In my early years of ministry I came across a preaching book by John Mason Stapleton called Preaching In Demonstration Of The Spirit And Power. Not the catchiest title, but it does come straight from I Corinthians 2:4.
Anyway, in that book, Stapleton goes to great lengths to distinguish between telling about the biblical passage you are preaching on and giving an experience of that text.
Telling about creates distance from the text. Giving an experience of brings people into the passage in all of its messiness and all of its clarity.
For example, a couple of years ago I did a sermon on drunk, naked Noah in Genesis 9. Telling about that story would have gone in one of two directions: 1) explained why Noah got drunk; or 2) exhorting the people in the church not to do the same!

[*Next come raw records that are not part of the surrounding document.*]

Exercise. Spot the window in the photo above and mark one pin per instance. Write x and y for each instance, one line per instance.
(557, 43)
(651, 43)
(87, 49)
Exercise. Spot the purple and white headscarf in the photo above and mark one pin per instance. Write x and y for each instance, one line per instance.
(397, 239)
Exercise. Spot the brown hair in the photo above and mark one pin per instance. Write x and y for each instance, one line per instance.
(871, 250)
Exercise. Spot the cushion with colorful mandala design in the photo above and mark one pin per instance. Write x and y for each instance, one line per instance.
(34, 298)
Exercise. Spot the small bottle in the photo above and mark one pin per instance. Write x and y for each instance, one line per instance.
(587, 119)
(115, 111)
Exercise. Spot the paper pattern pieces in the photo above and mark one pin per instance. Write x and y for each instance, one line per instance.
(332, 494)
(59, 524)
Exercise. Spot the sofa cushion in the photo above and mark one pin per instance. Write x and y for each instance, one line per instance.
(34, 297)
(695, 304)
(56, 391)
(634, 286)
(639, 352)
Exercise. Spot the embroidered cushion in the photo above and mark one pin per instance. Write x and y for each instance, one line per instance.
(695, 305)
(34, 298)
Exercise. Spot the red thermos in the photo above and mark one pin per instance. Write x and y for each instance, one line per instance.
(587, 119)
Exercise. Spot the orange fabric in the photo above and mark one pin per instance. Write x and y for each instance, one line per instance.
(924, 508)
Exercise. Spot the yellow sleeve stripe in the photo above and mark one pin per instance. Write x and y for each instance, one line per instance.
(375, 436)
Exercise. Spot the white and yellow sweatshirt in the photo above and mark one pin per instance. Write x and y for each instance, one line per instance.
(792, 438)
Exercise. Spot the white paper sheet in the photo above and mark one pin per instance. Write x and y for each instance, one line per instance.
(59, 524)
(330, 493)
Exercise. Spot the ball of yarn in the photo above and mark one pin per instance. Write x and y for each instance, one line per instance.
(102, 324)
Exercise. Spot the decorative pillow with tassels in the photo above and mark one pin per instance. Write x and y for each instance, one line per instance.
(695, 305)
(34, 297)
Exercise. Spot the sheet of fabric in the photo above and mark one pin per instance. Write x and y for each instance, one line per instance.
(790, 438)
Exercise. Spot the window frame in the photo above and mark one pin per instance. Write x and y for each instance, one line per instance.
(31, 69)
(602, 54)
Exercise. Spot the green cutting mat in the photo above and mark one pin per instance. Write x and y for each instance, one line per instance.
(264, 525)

Yet giving an experience of that story involved: 1) acknowledging that you don’t find Genesis 9 in any illustrated children’s bible ever; 2) explaining the extraordinary lengths to which Shem and Japheth had to go to clean up and cover up their father’s nakedness; 3) asking, almost painfully, who has to clean up after you?
My prayer was that people in the church didn’t learn about Noah; they saw the ways in which they are Noah. And that they did some serious moral inventorying as they consider who has to clean up after their mess.
(Incidentally, that sermon is Chapter Five of the Abingdon release The Storm Before The Calm.)
Why am I posting this during “The Trust Factor”?
Well, on Sunday . . . do you suspect I’ll try to tell you about trust or give you an experience of it?